For example, someone who is only five years away from retirement likely has a drastically different goal than someone who is 35 years away from retirement.
Your strategy should be personalized, not general.
Also, the ETFs you choose need to be considered relative to each other. For example, if you’re choosing an index ETF when you already buy shares in an index mutual fund, you may be duplicating your investments.
Your portfolio should be appropriately diversified, which usually means having several different kinds of ETFs or mutual funds.
A popular strategy is to choose a mix of three types of ETFs:
- A total stock market fund
- A bond fund
- An international fund
A mix of ETFs that fit these characteristics can help create a diversified portfolio that will withstand most market swings.
You can buy ETFs through a trading app like Webull. Even if you're a beginner investor, Webull is user-friendly and comes with lots of educational tools to help you along your investing journey.
READ MORE: Webull Review: How It Compares for Beginner Investors
Types of ETFs
Which ETFs you choose depends on your risk tolerance, time horizon (how long you have to earn returns), and investment goals.
No two people will have the exact same investment strategy, so mix and match to what you’re most comfortable with.
Growth ETFs
If you have aggressive investing goals, look for equity-based ETFs that include companies that are rapidly expanding or have the potential for high growth.
These ETFs have more volatility, so be sure to know your risk tolerance, and diversify with some more stable investments as well.

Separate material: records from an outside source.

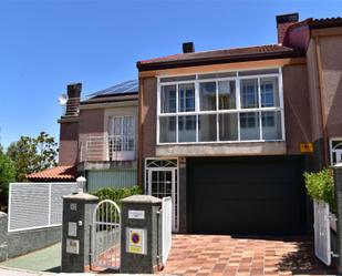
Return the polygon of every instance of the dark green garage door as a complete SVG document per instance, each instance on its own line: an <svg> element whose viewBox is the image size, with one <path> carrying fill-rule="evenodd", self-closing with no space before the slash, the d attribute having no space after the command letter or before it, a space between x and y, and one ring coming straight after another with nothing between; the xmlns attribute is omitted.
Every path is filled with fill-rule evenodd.
<svg viewBox="0 0 342 276"><path fill-rule="evenodd" d="M198 234L304 232L301 156L187 159L188 227Z"/></svg>

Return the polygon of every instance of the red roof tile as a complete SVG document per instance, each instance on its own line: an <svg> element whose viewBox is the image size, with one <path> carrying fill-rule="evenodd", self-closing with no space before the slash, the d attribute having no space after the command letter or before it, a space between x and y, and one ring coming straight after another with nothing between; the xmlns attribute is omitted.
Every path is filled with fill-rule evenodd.
<svg viewBox="0 0 342 276"><path fill-rule="evenodd" d="M304 55L304 53L300 49L293 49L280 44L268 44L194 53L178 53L163 58L138 61L137 68L143 71L158 69L158 67L200 65L207 63L227 63L301 55Z"/></svg>
<svg viewBox="0 0 342 276"><path fill-rule="evenodd" d="M27 175L28 180L70 180L73 181L76 177L75 166L55 166L38 173Z"/></svg>

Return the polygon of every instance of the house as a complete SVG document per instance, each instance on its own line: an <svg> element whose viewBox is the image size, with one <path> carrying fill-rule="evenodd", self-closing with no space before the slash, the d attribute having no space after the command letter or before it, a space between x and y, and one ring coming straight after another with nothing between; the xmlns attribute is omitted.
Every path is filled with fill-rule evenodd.
<svg viewBox="0 0 342 276"><path fill-rule="evenodd" d="M137 62L138 177L173 197L174 232L311 229L302 174L341 161L342 19L283 14L277 31L274 44L189 42Z"/></svg>
<svg viewBox="0 0 342 276"><path fill-rule="evenodd" d="M83 175L87 192L136 185L137 81L118 83L85 100L81 90L81 83L68 85L68 102L59 119L59 166L28 178L70 182Z"/></svg>

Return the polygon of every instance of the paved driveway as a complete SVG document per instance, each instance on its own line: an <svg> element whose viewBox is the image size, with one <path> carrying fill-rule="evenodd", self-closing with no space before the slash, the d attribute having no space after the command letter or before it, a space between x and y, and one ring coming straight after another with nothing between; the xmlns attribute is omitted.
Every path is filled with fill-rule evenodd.
<svg viewBox="0 0 342 276"><path fill-rule="evenodd" d="M313 256L308 237L240 238L174 235L160 274L177 275L335 275Z"/></svg>

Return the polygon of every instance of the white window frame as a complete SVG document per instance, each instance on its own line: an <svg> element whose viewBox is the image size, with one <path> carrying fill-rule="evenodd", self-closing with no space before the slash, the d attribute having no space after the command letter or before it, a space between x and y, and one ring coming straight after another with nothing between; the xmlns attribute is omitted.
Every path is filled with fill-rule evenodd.
<svg viewBox="0 0 342 276"><path fill-rule="evenodd" d="M267 70L267 69L278 69L278 73L269 73L269 74L250 74L250 75L239 75L239 72L243 71L257 71L257 70ZM206 73L226 73L226 72L237 72L236 76L228 76L228 78L215 78L215 79L199 79L198 75L203 75ZM176 78L176 76L185 76L185 75L196 75L195 80L187 80L187 81L175 81L175 82L162 82L160 79L163 78ZM260 94L260 79L262 78L271 78L277 76L278 78L278 89L279 89L279 106L271 106L271 108L261 108L261 94ZM252 109L241 109L241 99L240 99L240 80L243 79L258 79L258 96L259 96L259 106L252 108ZM218 81L235 81L236 83L236 109L235 110L220 110L218 106L218 102L216 102L216 110L215 111L200 111L200 100L199 100L199 84L203 82L216 82ZM215 72L201 72L196 74L177 74L177 75L159 75L157 76L157 122L156 122L156 144L157 145L175 145L175 144L211 144L211 143L222 143L222 144L229 144L229 143L252 143L252 142L284 142L286 141L286 126L284 126L284 109L283 109L283 83L282 83L282 68L274 68L274 67L268 67L268 68L252 68L252 69L246 69L246 70L232 70L232 71L215 71ZM178 84L183 83L195 83L195 111L193 112L179 112L178 111ZM176 112L175 113L160 113L160 90L163 85L177 85L177 92L176 92ZM218 85L216 85L216 101L218 101ZM276 101L276 99L274 99ZM278 111L280 112L281 117L281 139L277 140L265 140L262 137L262 117L261 112L262 111ZM243 112L258 112L259 113L259 130L260 130L260 139L259 140L241 140L241 130L240 130L240 113ZM238 140L236 141L219 141L219 114L227 114L227 113L235 113L237 114L238 120ZM216 116L216 124L217 124L217 135L216 141L205 141L200 142L198 141L198 116L204 114L217 114ZM196 142L178 142L178 116L179 115L196 115ZM160 143L159 141L159 119L160 117L167 117L167 116L175 116L176 117L176 142L167 142L167 143Z"/></svg>
<svg viewBox="0 0 342 276"><path fill-rule="evenodd" d="M149 167L147 166L148 161L176 161L176 166L167 166L167 167ZM180 191L179 191L179 159L178 157L146 157L144 162L144 194L151 195L151 183L149 183L149 175L152 171L176 171L175 176L176 180L174 181L173 185L173 194L177 196L177 208L175 208L175 204L173 206L173 211L177 213L177 221L176 221L176 226L173 228L173 232L178 233L179 232L179 197L180 197ZM177 190L177 193L176 193ZM174 203L174 198L173 198ZM174 221L174 217L173 217ZM174 225L174 224L173 224Z"/></svg>
<svg viewBox="0 0 342 276"><path fill-rule="evenodd" d="M330 150L330 165L335 165L333 163L333 149L332 149L332 142L335 142L335 141L341 141L342 142L342 137L332 137L330 139L329 141L329 150Z"/></svg>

READ MORE: What Is Growth Investing and How Do You Pick Growth Stocks?
Value ETFs
Value ETFs are often made up of large, well-known companies with long track records. These ETFs may still provide growth, but they will usually sacrifice some growth for stability.
These companies may also be less innovative, which can account for lower returns than what is seen with other equity ETFs.
READ MORE: What Is Value Investing?
Bond ETFs
Bond ETFs are a good choice if you want capital preservation — meaning you’re (mostly) guaranteed to get back at least what you put in.
While bond ETFs won’t provide the returns that an equity ETF will, they may offer more security.
The ideal percentage split between bond and stock ETFs will depend on your current age, desired retirement age, and risk tolerance.
Corporate bond ETFs
A corporate bond ETF is full of bonds that are sold by companies.
Many bond funds contain bonds that are sold by municipalities or governments, whereas a corporate bond is focused on corporations that sell bonds to raise money for their own projects.
International ETFs
Many investors want to invest in companies outside of the U.S. to diversify.
There are multiple types of international ETFs — for example, you can choose international ETFs that focus on emerging markets.
You can also pick international ETFs with countries that are as economically developed as the U.S. It all depends on your risk tolerance and goals.
Broad equity ETFs
A broad equity ETF will provide more exposure to a wide range of stocks.
There may be thousands of stocks in a broad equity ETF, which can offer more upside growth potential than other types of equity ETFs.
Tech ETFs
Just like the name suggests, a tech ETF will include tech companies. If you believe in the future of technology, purchasing a tech ETF can give you exposure to a variety of those companies.
ESG ETFs
If you’re worried about social and sustainability issues, you can choose an ETF that prioritizes those factors instead of overall profit.
ESG (environmental, social, governance) ETFs may eschew companies that promote things like fracking, weapons, tobacco, and gambling.
Because ESG ETFs are relatively new, It's hard to gauge how they will perform compared to regular ETFs.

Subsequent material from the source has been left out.